Société

« Ce qu’on reproche à Sibeth Ndiaye, c’est d’être une femme noire qui a réussi » 

Il aura fallu un article pour réveiller, au cœur de la langueur estivale, des passions enfouies qui pourrissent la vie de notre pays et dont nous ne pouvons plus être les spectateurs muets…

Que s’est-il donc passé pour que le portrait de Sibeth Ndiaye, en fin de journal, supplante les premières pages ?… Pourquoi donc un SMS supposé deviendrait une infamie à nulle autre pareille fleurant bon le scandale ? Dans un milieu où la brutalité, langagière ou non, est monnaie courante, ce message prêté à la conseillère du président doit-il être décortiqué sous toutes les coutures.

Disons les choses clairement : ce qu’on reproche à Sibeth Ndiaye est d’être noire et femme ; ce qu’on lui reproche, aussi, c’est d’avoir réussi.

Toutes les composantes frayant à la frontière entre droite et extrême-droite ont ici trouvé un sujet d’indignation à prix discount, une troisième démarque avant la fin des soldes, une session de rattrapage après une année noire. Après avoir tant combattu Simone Veil, elles peuvent exhiber une preuve que d’autres composantes de la société française ne l’estiment pas.

Leur sérénade est connue, elle consiste à illustrer les dangers de l’immigration sous toutes ses formes. Et le cas Ndiaye est commode ; il est employé pour attester que même à l’Elysée, « ces gens-là » sont mal élevés…

Ce qui est plus préoccupant cette fois, c’est que la prétendue affaire Ndiaye a dépassé le cadre nauséabond de la fachosphère et de ses franges pour s’inviter dans le commentaire politique et dans la discussion des thèmes d’actualité, réflexe inconscient d’une élite qui ne voit pas que derrière ses ricanements s’exprime un refus de voir des profils atypiques réussir à leur tour. La diversité, la différence, on l’aime bien lorsqu’on doit l’aider, on l’aime bien dans le sport ou la musique, plus vraiment lorsqu’elle est au cœur de la machine du pouvoir…

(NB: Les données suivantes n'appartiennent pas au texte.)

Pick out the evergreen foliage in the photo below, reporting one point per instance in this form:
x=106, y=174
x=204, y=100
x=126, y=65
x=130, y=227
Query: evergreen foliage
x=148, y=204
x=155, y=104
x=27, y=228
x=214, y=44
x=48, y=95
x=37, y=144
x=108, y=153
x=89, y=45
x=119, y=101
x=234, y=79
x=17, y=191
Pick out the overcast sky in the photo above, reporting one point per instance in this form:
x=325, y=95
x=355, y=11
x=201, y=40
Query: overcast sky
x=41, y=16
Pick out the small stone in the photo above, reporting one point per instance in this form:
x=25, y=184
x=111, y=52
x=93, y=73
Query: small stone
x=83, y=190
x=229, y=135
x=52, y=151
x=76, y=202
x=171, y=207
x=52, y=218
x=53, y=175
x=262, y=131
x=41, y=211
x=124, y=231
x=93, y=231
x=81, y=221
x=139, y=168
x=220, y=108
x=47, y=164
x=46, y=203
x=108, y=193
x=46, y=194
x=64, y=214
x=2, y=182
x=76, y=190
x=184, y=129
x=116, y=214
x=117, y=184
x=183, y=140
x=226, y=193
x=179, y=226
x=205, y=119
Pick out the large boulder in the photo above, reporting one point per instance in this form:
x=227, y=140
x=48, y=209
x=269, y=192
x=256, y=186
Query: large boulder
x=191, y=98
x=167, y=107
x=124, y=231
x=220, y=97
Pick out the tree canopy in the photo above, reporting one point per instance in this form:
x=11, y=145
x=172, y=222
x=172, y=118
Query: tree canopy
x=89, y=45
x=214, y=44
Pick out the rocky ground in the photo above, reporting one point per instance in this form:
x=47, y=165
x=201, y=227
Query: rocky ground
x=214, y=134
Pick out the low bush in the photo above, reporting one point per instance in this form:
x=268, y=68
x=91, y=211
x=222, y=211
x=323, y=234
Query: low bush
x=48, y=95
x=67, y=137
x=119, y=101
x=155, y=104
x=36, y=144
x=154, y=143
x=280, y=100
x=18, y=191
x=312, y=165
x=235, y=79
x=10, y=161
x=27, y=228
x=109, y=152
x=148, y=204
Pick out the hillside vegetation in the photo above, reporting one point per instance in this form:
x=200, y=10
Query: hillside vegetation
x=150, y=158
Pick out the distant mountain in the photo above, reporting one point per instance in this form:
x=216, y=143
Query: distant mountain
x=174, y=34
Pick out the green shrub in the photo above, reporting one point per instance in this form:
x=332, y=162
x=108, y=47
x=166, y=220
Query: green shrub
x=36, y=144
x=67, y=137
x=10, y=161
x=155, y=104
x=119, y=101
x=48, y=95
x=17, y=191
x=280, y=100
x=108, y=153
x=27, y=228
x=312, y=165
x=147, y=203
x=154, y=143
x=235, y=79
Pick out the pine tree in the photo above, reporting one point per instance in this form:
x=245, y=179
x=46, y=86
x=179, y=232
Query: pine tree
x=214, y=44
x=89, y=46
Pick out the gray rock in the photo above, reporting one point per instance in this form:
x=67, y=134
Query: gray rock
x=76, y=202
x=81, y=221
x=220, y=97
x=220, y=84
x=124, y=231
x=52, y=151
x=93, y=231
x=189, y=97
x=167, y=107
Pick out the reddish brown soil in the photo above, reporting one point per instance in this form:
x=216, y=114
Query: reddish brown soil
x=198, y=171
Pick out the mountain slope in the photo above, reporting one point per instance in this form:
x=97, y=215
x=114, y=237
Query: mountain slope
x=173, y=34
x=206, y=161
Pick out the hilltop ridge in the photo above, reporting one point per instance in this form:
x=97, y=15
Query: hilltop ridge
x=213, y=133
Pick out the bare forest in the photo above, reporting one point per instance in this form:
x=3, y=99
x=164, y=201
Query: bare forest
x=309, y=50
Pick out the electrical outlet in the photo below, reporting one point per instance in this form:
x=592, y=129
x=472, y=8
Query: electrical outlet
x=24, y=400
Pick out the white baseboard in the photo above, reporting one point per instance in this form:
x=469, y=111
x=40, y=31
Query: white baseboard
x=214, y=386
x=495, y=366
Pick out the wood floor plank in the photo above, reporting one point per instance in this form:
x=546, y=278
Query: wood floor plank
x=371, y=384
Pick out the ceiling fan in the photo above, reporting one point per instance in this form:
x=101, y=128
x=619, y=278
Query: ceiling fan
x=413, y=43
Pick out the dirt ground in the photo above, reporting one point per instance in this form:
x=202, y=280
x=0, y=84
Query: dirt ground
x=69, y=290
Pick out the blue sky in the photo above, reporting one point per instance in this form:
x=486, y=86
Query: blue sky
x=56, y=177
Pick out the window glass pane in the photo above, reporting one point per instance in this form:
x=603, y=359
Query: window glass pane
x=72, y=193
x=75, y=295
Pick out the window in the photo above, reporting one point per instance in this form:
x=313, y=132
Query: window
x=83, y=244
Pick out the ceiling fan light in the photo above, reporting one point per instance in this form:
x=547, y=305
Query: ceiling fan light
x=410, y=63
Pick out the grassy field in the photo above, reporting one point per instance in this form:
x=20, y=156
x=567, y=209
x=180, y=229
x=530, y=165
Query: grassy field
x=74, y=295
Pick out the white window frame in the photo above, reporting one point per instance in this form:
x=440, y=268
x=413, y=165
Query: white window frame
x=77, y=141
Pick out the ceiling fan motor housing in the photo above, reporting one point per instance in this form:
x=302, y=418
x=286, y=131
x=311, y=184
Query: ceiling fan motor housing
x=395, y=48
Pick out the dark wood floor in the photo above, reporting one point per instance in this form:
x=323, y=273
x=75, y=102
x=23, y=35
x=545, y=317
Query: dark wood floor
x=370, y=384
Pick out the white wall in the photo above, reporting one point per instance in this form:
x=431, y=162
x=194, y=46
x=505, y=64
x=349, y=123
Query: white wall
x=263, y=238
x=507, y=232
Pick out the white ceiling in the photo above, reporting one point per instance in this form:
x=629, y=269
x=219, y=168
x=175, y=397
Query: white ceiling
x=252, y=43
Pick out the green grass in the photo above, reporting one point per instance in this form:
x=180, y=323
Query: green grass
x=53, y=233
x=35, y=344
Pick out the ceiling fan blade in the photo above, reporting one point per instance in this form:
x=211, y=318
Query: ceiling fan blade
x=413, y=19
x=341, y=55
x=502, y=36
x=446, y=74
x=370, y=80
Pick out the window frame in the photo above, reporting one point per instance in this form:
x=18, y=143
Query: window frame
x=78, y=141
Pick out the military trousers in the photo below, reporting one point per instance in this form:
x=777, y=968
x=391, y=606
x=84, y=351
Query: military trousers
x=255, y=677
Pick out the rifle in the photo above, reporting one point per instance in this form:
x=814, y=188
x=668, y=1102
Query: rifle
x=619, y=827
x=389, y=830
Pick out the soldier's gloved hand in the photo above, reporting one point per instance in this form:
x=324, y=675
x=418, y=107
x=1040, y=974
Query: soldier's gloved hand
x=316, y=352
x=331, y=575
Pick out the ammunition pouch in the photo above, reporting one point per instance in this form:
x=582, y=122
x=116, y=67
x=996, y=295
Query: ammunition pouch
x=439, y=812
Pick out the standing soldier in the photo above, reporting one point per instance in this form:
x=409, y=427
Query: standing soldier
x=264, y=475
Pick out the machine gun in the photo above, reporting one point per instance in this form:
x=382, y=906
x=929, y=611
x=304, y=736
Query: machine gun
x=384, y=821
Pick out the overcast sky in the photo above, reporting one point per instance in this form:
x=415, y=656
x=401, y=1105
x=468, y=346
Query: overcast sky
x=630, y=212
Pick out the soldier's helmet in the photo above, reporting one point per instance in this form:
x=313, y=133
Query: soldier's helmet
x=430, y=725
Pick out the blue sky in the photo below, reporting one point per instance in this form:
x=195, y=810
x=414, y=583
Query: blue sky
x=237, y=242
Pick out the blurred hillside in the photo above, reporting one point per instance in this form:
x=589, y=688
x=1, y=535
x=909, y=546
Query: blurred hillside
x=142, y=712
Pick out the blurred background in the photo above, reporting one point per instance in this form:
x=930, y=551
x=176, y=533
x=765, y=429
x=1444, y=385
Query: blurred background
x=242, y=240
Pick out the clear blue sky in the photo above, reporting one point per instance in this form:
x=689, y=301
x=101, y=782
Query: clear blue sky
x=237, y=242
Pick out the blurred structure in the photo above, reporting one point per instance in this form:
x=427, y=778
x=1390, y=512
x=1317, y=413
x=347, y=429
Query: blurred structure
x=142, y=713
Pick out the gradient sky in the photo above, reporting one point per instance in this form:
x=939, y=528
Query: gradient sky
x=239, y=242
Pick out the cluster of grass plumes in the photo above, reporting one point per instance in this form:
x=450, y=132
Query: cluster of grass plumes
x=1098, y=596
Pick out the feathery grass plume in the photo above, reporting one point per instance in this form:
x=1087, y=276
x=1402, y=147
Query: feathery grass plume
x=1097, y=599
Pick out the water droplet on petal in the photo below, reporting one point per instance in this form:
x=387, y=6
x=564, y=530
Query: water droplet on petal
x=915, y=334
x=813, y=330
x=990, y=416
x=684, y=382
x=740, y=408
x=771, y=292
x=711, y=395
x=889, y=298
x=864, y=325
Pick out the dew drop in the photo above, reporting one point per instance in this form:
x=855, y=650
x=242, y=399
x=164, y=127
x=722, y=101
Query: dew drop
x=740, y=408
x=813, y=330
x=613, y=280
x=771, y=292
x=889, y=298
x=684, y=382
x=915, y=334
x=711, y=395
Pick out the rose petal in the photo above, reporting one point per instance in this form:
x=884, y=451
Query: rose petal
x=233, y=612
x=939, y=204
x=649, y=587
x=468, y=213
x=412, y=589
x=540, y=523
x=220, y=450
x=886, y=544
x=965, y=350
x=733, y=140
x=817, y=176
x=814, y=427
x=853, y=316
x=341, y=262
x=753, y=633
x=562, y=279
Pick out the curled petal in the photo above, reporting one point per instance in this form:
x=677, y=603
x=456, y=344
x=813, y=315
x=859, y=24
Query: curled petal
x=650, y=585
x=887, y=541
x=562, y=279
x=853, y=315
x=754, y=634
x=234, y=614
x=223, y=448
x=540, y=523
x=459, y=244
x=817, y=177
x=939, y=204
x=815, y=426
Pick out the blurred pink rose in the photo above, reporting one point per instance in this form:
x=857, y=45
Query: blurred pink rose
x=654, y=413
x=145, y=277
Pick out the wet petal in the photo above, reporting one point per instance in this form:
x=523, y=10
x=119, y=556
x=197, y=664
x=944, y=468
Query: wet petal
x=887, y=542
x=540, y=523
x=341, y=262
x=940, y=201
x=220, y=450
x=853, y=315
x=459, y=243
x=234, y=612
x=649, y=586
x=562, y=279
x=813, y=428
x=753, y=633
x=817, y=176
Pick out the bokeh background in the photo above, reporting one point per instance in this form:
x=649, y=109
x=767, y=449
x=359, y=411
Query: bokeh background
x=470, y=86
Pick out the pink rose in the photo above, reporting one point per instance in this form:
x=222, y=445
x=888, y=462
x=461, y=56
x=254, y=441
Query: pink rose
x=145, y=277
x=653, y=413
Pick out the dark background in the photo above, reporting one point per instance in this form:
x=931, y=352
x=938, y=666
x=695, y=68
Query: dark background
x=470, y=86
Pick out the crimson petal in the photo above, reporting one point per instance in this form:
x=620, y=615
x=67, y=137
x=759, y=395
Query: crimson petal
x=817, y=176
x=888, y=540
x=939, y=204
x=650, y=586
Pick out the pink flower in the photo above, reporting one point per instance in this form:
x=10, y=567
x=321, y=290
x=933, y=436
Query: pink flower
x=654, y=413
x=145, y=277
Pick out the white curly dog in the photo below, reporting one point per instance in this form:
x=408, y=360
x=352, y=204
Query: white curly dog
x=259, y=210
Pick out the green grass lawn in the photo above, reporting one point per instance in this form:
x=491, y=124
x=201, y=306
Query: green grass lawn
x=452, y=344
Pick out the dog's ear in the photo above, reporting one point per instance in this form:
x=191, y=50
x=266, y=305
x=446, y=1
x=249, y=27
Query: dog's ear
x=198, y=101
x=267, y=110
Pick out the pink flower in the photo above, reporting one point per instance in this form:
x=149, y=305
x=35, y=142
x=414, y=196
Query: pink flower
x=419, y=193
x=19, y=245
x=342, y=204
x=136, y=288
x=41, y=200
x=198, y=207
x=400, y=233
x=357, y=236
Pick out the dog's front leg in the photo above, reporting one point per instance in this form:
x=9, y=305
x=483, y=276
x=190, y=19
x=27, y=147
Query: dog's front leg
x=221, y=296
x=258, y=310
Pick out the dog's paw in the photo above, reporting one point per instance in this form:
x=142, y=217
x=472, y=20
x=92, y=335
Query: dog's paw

Le cas de Sibeth Ndiaye est tout sauf anecdotique. Il ressemble au quotidien de milliers de nos concitoyens issus de l’immigration qui accèdent à des responsabilités dans leur univers professionnel et qui, malgré leurs efforts et la réalité de leurs compétences, sont perçus comme des passagers clandestins. Ils en viennent à se demander eux-mêmes si leurs accomplissements professionnels n’ont pas été commis par effraction.

Ces situations abîment le sentiment d’appartenance à notre pays, car le cœur de sa promesse est justement de reconnaître les mérites de chacun… Ces situations alimentent la panne de notre modèle d’intégration et le sentiment d’une forme d’hypocrisie de nos institutions…

Dans un tel contexte, que valent la promesse républicaine et les discours pleins de bons sentiments sur la réparation de l’ascenseur social ? Devrons-nous tolérer dans notre vie nationale que tous les Français de fraîche date accédant à des responsabilités soient dépeints comme des caractériels, des brutaux, des incapables, de joyeux drilles promus par l’opération du Saint-Esprit ?

Sibeth Ndiaye ne demande pas de statut particulier. Elle fait son métier. Assez discrètement d’ailleurs, ce qui, à l’ère du tweet, est rare pour un conseiller en communication. Elle le fait avec son style et avec des compétences qui lui ont permis de contribuer à une victoire à l’élection présidentielle. C’est tout ce qui devrait compter.